AlexsLemonade / OpenScPCA-analysis

An open, collaborative project to analyze data from the Single-cell Pediatric Cancer Atlas (ScPCA) Portal
Other
9 stars 17 forks source link

Exploratory notebook for defining consensus cell types #889

Open allyhawkins opened 1 week ago

allyhawkins commented 1 week ago

If you are filing this issue based on a specific GitHub Discussion, please link to the relevant Discussion.

853

Describe the goals of the changes to the analysis module.

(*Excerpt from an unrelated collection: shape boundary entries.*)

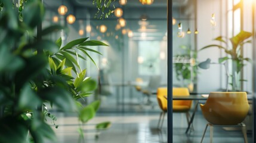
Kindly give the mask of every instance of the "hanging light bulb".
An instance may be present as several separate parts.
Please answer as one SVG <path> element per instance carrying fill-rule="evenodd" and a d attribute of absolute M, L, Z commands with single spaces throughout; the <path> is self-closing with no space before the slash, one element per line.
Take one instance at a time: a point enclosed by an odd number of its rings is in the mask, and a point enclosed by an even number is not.
<path fill-rule="evenodd" d="M 84 29 L 80 29 L 79 31 L 78 32 L 78 33 L 79 34 L 79 35 L 82 36 L 84 35 Z"/>
<path fill-rule="evenodd" d="M 119 24 L 117 24 L 115 29 L 116 29 L 116 30 L 118 30 L 121 28 L 121 26 Z"/>
<path fill-rule="evenodd" d="M 132 32 L 132 31 L 131 30 L 129 30 L 128 31 L 128 37 L 129 37 L 129 38 L 132 37 L 133 36 L 133 32 Z"/>
<path fill-rule="evenodd" d="M 178 24 L 178 29 L 182 30 L 182 23 L 179 23 Z"/>
<path fill-rule="evenodd" d="M 127 3 L 127 0 L 119 0 L 119 4 L 122 5 L 125 5 Z"/>
<path fill-rule="evenodd" d="M 123 18 L 120 18 L 118 19 L 118 21 L 119 22 L 120 26 L 122 27 L 124 27 L 125 26 L 125 25 L 126 25 L 126 21 L 125 21 L 125 19 L 124 19 Z"/>
<path fill-rule="evenodd" d="M 176 24 L 176 20 L 172 17 L 172 25 L 175 25 Z"/>
<path fill-rule="evenodd" d="M 53 17 L 53 21 L 54 23 L 57 23 L 58 21 L 58 16 L 54 16 Z"/>
<path fill-rule="evenodd" d="M 217 23 L 215 19 L 215 14 L 213 13 L 212 14 L 212 17 L 211 18 L 211 25 L 212 25 L 212 26 L 216 26 L 217 25 Z"/>
<path fill-rule="evenodd" d="M 199 32 L 198 30 L 198 29 L 196 28 L 196 30 L 195 31 L 195 34 L 198 34 Z"/>
<path fill-rule="evenodd" d="M 123 29 L 122 30 L 122 34 L 125 35 L 127 33 L 127 30 L 125 29 Z"/>
<path fill-rule="evenodd" d="M 107 26 L 105 25 L 101 25 L 100 26 L 100 32 L 101 33 L 105 33 L 107 31 Z"/>
<path fill-rule="evenodd" d="M 86 26 L 85 28 L 86 32 L 91 32 L 91 26 L 90 25 L 88 25 Z"/>
<path fill-rule="evenodd" d="M 73 24 L 76 21 L 76 17 L 73 14 L 69 14 L 67 17 L 67 21 L 69 24 Z"/>
<path fill-rule="evenodd" d="M 67 8 L 64 5 L 60 5 L 58 8 L 58 13 L 61 15 L 65 15 L 67 12 Z"/>
<path fill-rule="evenodd" d="M 154 0 L 140 0 L 140 2 L 143 5 L 151 5 L 154 2 Z"/>
<path fill-rule="evenodd" d="M 187 29 L 187 33 L 191 34 L 191 31 L 190 31 L 190 29 L 189 29 L 189 28 Z"/>
<path fill-rule="evenodd" d="M 117 8 L 115 10 L 115 15 L 120 17 L 123 15 L 123 10 L 121 8 Z"/>

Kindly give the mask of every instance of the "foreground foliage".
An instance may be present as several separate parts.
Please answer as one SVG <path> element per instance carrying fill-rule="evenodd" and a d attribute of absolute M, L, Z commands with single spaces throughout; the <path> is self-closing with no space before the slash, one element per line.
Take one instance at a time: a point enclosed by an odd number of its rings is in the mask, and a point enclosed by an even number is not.
<path fill-rule="evenodd" d="M 27 2 L 23 22 L 11 1 L 2 2 L 5 9 L 0 15 L 1 142 L 27 142 L 30 138 L 35 142 L 55 142 L 55 133 L 45 120 L 50 118 L 54 123 L 56 118 L 45 107 L 47 103 L 63 111 L 76 113 L 82 123 L 92 119 L 100 102 L 84 106 L 78 100 L 90 95 L 97 83 L 85 76 L 86 70 L 81 69 L 78 59 L 87 57 L 95 63 L 88 51 L 100 53 L 88 46 L 107 45 L 86 38 L 61 46 L 61 39 L 55 42 L 42 39 L 63 27 L 52 26 L 39 32 L 40 36 L 35 35 L 44 15 L 40 1 Z"/>

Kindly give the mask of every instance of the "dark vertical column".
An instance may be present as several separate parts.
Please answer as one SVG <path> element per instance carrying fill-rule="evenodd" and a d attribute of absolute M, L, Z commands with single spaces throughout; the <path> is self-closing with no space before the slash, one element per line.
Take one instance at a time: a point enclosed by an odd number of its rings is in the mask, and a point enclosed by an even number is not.
<path fill-rule="evenodd" d="M 168 142 L 172 142 L 172 1 L 167 0 Z"/>

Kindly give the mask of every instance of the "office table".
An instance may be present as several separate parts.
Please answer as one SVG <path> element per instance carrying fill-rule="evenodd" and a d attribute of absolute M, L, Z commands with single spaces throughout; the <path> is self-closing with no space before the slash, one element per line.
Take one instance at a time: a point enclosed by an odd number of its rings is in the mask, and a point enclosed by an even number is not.
<path fill-rule="evenodd" d="M 164 96 L 167 100 L 167 96 Z M 196 101 L 196 105 L 195 105 L 194 111 L 193 111 L 192 116 L 191 116 L 190 120 L 189 122 L 189 125 L 186 130 L 186 133 L 187 133 L 189 129 L 190 128 L 191 124 L 193 123 L 194 120 L 195 114 L 198 110 L 198 106 L 199 101 L 206 101 L 207 100 L 207 97 L 203 97 L 201 95 L 190 95 L 190 96 L 174 96 L 172 97 L 172 100 L 193 100 Z M 252 100 L 252 96 L 251 95 L 247 95 L 247 99 L 248 100 Z"/>

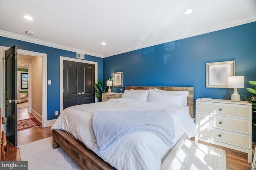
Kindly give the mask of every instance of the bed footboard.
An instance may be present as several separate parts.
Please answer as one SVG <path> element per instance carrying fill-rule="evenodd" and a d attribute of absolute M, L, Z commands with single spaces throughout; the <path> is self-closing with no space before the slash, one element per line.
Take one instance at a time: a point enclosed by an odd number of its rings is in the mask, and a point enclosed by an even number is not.
<path fill-rule="evenodd" d="M 116 170 L 82 143 L 61 130 L 52 130 L 52 147 L 60 146 L 85 170 Z"/>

Once we identify a tool/ tools to use for identifying related ontology terms, we will want to explore using that tool to define consensus cell types with ScPCA samples. I think to start we want to take one sample that we feel confident has normal cells identified by both SingleR and CellAssign and try and define some basic rules for consensus cell typing. Then we can expand to a subset of samples.

What will your pull request contain?

This should be an exploratory notebook that looks at identifying consensus cell types. It's possible that once we get started on this we may want to break this issue up, but I'm filing this now as a place holder for completing the initial exploration.

Will you require additional software beyond what is already in the analysis module?

Whatever tools we choose to use will be added.

Will you require different computational resources beyond what the analysis module already uses?

TBD

If known, when do you expect to file the pull request?

No response

allyhawkins commented 2 days ago

From https://github.com/AlexsLemonade/OpenScPCA-analysis/issues/888#issuecomment-2501750852:

I think a good first step is to take one of the samples where we know there are some shared cell types and some not shared cell types between SingleR/CellAssign and calculate this similarity index on all of the cells. We would then plot the distribution and validate that cells, where we expect them to be matches, have high similarity values and those that should not match have low similarity values. For example, I would expect a high similarity in the scenario where one method labels the cell as a T cell and the other method labels the cell as a CD4 T cell. But I would not expect cells to match where one is a T cell and the other labels the cell as a fibroblast.

If we proceed with using this metric, we will need to come up with some sort of threshold that we can use to classify cells as sharing the label vs. not sharing the label. One thought I had was to do permutation testing where we randomly select ontology terms and get a distribution of the similarity index. Then we can test if the observed similarity index is significant compared to the null distribution of values. Those with significant values would then receive a consensus label. I believe this is the approach that is taken by ontologySimilarity::get_sim_p() but the documentation on that function is not super clear so we would need to look into it further.

We will also need to figure out how to actually assign the label to cells that are classified as similar. I think we would want to take the closest shared ancestor and use that ontology ID.

See also https://github.com/AlexsLemonade/OpenScPCA-analysis/issues/888#issuecomment-2501756400.

In addition to looking at the similarity index it might be helpful to look only at parent terms. One of the things that ontologyIndex stores is the direct parent term, so we could see if terms share a parent term. Any ids that share a parent term could then receive that parent term as the label.

I'm not planning on starting this until ontologies are finished being updated, but I just wanted to jot down my initial ideas after exploring tools in #888.

jashapiro commented 1 day ago

In addition to looking at the similarity index it might be helpful to look only at parent terms. One of the things that ontologyIndex stores is the direct parent term, so we could see if terms share a parent term. Any ids that share a parent term could then receive that parent term as the label.

Do you mean if one is a parent of the other? Sharing a parent doesn't necessarily seem like a good measure on its own. For example B cells and T cells would share a "lymphocyte" parent, but we would definitely not want to classify those as the same. However, if one method classified as "T cell" and another as "effector T cell", I would say those are "the same", or at least "compatible".

Notably, for that last example, you would have to go up two levels from "effector T cell" to "T cell". http://purl.obolibrary.org/obo/CL_0000911, which I want to make sure you are able to do. Which is to say that I think you would want to look at the full list of parents and see whether the cell type annotation from method A was present in the ancestors of the cell type from method B, and whether annotation from method B was present in the ancestors of A's cell types.